The Child Support Obligation of Step-Parents
Canadian Journal of Family Law, Vol. 18, pp. 9-158, 2001
77 Pages Posted: 13 Nov 2008 Last revised: 30 Jun 2010
Date Written: January 1, 2001
The child support obligation of step-parents has recently emerged as a significant issue in child support law in Canada, both for legal practitioners and government policy makers. The promises of predictability and consistency which that heralded the introduction of child support guidelines have not been realized in this area. Since the introduction of the guidelines in May of 1997, there have been a significant number of litigated cases dealing with issues relating to step-parent liability for support. Practitioners dealing with such cases are faced with an uncertain and unpredictable body of case law, but one which raises the possibility, depending upon the discretion of the court and the circumstances of the case, of the imposition of fairly extensive financial obligations upon step-parents.
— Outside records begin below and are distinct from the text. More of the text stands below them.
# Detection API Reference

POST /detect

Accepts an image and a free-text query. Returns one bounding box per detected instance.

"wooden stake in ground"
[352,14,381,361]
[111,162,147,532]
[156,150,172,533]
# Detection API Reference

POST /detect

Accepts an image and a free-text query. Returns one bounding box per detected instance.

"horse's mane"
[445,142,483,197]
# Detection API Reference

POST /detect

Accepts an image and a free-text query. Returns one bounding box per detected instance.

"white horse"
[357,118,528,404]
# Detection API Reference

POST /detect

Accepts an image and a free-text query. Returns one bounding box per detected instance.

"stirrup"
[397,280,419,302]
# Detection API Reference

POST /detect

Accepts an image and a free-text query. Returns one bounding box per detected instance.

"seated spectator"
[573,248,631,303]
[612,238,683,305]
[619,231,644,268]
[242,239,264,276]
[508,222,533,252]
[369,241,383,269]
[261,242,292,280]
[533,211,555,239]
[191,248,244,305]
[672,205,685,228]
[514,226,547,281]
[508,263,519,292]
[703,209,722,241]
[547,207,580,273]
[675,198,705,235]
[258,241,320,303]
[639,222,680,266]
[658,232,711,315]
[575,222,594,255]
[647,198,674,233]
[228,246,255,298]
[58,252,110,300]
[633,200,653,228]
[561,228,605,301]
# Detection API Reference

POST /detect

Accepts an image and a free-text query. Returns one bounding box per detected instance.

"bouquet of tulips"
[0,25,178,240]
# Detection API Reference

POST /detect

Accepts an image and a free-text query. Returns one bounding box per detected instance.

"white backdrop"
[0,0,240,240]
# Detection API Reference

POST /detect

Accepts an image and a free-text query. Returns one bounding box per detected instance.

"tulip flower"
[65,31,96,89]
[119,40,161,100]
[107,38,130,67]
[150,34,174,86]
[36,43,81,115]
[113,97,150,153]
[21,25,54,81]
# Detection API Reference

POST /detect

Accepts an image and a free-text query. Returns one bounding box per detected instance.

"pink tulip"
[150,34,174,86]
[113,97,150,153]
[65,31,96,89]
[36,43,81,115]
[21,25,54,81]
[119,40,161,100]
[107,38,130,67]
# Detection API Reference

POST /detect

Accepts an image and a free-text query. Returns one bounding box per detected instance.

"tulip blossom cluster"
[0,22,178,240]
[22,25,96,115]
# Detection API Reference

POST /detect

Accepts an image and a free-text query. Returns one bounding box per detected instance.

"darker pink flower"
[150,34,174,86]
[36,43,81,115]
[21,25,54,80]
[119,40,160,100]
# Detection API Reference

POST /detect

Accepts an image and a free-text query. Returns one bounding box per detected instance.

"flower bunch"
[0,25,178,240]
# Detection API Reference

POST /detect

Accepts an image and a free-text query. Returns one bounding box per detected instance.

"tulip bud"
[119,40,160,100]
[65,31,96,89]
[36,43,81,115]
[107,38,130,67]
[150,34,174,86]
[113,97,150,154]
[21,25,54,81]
The existence of step-families - in ever increasing numbers - gives rise to many legal issues with respect to the recognition and regulation of the relationship between step-parents and step-children. The very formation of a step-parent relationship raises issues about existing child support obligations that must be addressed by a legal system.The purpose of this paper is to review the developing law on step-parent liability for child support in Canada with a view to identifying and clarifying the assumptions and values that are structuring the law. I hope thereby to set the stage for an informed discussion of the appropriateness of our current legal response and the need, if any, for a change or clarification of policy direction, whether by judicial or legislative means. My view is not that imposition of support obligations on step-parents is necessarily wrong or that we should model our law on that of countries that impose either no or very limited obligations on step-parents. Rather my concern is that we should be conscious that we are moving into new territory and that we need to have a clear, informed sense of the nature of step-family relationships and the reasons that justify the imposition of stepparent support obligations. Without that, there is a danger that support obligations may be extended overbroadly and imposed for the wrong reasons - such as the privatization of support obligations to save public funds and or the reconfiguration of very traditional family structures.